Scholars have traditionally declined to elucidate, evaluate or even discuss the nature and function of sexual and body function language in Attic Comedy (Attican, or Athenian, new comedy, that lasted throughout the reign of the Macedonian rulers, ending about 260 B.C.) This despite the fact that Aristophanes and his contemporaries wove rich, ribald tapestries of obscene words, allusions, double entendres and bawdy sight gags throughout their works. Classical researcher Jeffrey Henderson, in his The Maculate Muse: Obscene Language in Attic Comedy, attributes this to a notion that obscenity has only peripheral relevance to the actual meaning and value of the plays (they were "attention getters" to win the favor of restless audiences or, conversely, such things were not considered obscene by the Greeks). Fallacious assumptions, says Henderson. The academy's recent embrace of the undeniable accomplishments of solid gay and feminist scholarship in the areas of human sexuality and its expressions has freed researchers in the area of Classic (Old and Middle) comedy to finally acknowledge the integral connection of obscenity to the main themes of the plays, the stage actions, the development of plot and the characterization of personae. To this end, Henderson gives, in The Maculate Muse, what may be the foremost comprehensive attempt to identify and discuss all the extant obscene terminology of Attic comedy and to assess the historical, cultural and literary factors which led to obscenity's focal position in the plays of Aristophanes and others of his day.
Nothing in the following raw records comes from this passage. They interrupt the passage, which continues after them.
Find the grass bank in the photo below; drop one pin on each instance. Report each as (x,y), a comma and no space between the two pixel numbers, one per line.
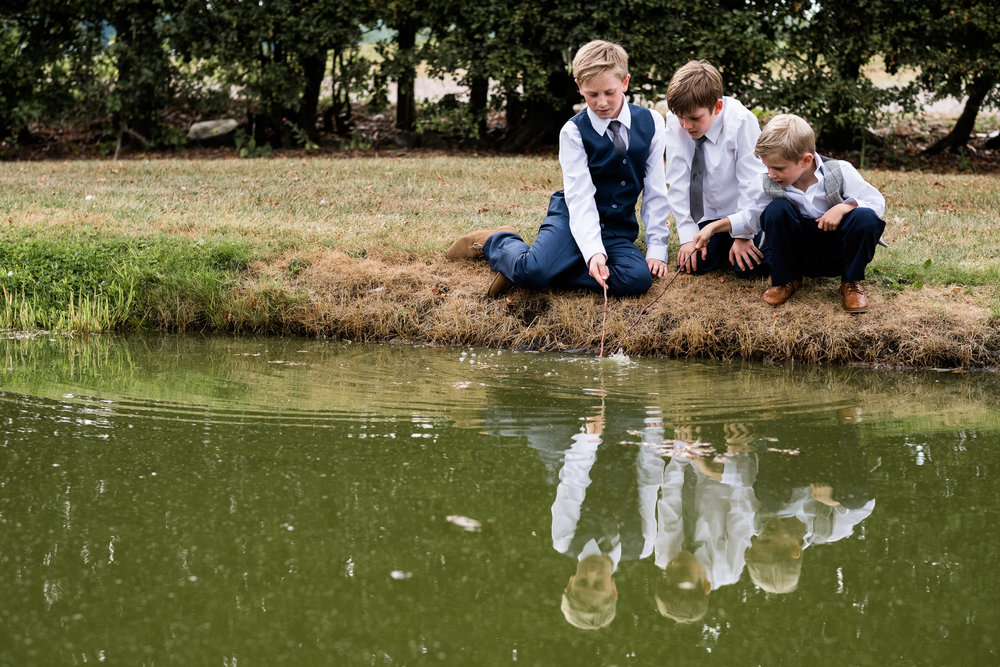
(353,247)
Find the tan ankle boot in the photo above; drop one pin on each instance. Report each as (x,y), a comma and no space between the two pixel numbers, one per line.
(470,246)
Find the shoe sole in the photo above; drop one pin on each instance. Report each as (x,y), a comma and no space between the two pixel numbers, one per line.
(498,285)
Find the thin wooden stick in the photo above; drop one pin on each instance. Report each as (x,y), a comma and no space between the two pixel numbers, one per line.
(604,322)
(621,341)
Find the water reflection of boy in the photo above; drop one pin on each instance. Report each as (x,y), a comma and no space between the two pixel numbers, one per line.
(815,497)
(704,523)
(599,518)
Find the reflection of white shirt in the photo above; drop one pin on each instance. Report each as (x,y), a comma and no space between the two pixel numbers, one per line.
(824,524)
(724,518)
(732,171)
(579,190)
(574,479)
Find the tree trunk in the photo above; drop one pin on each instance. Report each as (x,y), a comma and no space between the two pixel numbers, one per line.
(958,138)
(313,67)
(406,99)
(539,120)
(479,90)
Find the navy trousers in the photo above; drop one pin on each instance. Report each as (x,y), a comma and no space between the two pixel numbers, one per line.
(798,247)
(555,260)
(718,255)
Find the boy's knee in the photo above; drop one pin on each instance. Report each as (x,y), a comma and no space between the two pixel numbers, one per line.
(867,221)
(631,284)
(531,277)
(779,208)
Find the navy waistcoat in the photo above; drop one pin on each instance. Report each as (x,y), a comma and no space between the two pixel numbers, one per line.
(618,179)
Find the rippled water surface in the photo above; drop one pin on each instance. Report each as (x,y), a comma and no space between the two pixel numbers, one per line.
(188,500)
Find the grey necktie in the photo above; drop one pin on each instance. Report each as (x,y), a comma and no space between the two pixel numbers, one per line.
(616,136)
(698,180)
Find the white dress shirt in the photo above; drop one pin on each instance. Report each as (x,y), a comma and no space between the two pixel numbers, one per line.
(812,203)
(732,171)
(724,522)
(578,187)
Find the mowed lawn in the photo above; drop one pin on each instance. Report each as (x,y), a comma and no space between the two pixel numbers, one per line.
(267,225)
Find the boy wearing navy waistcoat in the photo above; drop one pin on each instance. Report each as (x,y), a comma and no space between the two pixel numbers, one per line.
(713,174)
(823,218)
(609,153)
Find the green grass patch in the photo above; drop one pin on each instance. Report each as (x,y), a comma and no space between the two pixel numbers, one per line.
(233,244)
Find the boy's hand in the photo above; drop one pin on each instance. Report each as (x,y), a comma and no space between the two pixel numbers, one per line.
(599,269)
(657,267)
(687,257)
(829,220)
(745,254)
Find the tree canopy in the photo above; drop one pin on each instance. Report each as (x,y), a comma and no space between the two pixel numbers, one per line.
(297,69)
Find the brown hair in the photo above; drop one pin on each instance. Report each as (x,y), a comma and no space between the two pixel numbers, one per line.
(695,85)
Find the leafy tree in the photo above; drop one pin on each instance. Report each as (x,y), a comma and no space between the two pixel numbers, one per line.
(276,52)
(144,80)
(955,50)
(47,53)
(820,66)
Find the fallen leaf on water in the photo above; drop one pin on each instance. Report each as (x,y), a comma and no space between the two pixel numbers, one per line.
(465,522)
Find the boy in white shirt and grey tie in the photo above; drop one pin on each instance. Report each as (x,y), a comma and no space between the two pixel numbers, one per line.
(712,173)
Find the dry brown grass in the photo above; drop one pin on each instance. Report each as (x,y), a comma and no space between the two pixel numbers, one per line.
(708,316)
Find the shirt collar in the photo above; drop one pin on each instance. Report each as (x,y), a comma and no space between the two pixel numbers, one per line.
(600,125)
(715,131)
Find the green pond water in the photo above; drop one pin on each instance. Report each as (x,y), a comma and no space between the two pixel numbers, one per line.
(220,501)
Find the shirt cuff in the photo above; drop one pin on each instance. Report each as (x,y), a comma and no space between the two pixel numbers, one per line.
(588,250)
(656,251)
(741,228)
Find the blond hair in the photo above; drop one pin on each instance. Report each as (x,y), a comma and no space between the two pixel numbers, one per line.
(773,567)
(787,136)
(588,612)
(681,601)
(696,85)
(597,57)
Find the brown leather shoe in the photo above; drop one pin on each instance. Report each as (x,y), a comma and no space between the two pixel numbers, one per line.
(500,284)
(778,294)
(853,295)
(470,246)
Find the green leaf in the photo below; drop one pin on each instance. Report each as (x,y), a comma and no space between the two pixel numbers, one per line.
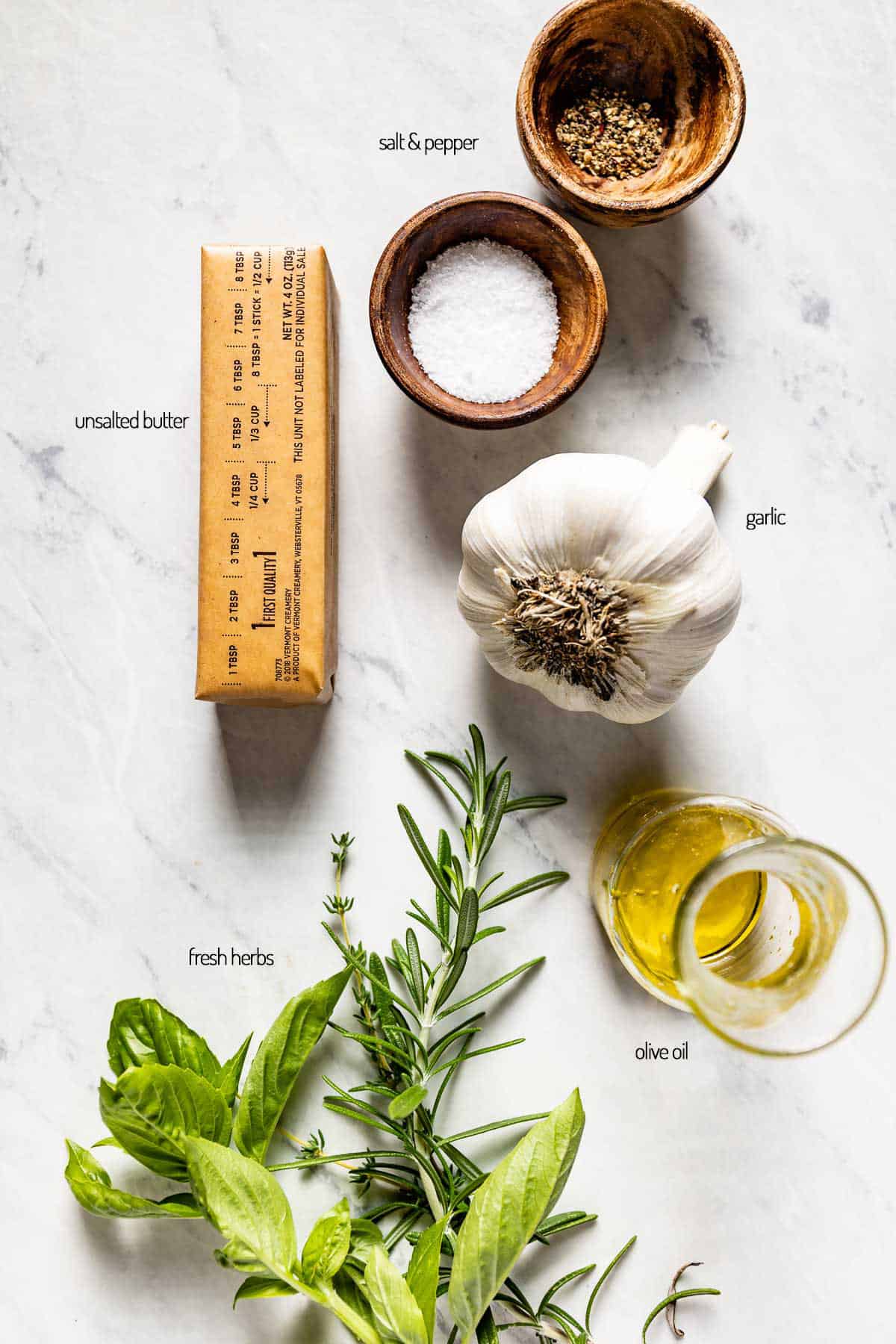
(487,1129)
(422,851)
(487,1331)
(423,1272)
(479,765)
(327,1245)
(245,1203)
(603,1278)
(450,981)
(257,1287)
(364,1236)
(676,1297)
(494,816)
(467,921)
(559,1285)
(279,1062)
(415,965)
(541,800)
(489,989)
(227,1081)
(144,1033)
(93,1189)
(523,889)
(396,1316)
(408,1102)
(507,1210)
(348,1287)
(152,1108)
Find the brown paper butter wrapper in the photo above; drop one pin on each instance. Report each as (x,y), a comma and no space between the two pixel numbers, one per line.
(267,487)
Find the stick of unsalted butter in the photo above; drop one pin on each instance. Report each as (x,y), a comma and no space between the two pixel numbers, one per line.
(267,488)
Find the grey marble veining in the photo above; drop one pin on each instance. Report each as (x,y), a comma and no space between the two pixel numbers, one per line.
(137,824)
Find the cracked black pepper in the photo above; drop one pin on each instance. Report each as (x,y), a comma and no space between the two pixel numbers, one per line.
(610,134)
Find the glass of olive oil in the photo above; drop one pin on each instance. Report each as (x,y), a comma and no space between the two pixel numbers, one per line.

The author modestly admits that much more needs to be done. Henderson makes a case for the need for further investigation of, not merely group behavior and relative behavior to societal institutions (like marriage and public events) but also exact sexual behavior (note: this will be difficult if not impossible due to lack of objective documentation...people in every society censor/idealize their private behaviors when representing them). This reprint of Jeffrey Henderson's original 1971 dissertation, with new preface, addenda, corrigenda and retractanda, is a "starting point" and a valuable tool for a deeper appreciation of the social context of the Attic comedies.
Despite the current climate of sexual conservatism in America, contemporary theater is still a glorious window into the secular and profane organic and psychosexual forces, hand in hand with intellect and society, which coshape our lives. A sensitive reevaluation of the realistic framework of the 5th century Greek comic writers reveals that the vagaries of sexuality and our attitudes toward it in the arts is an amorphous constant, alternately suppressed and celebrated, but never absent in the text and/or subtext of the theatrical tradition.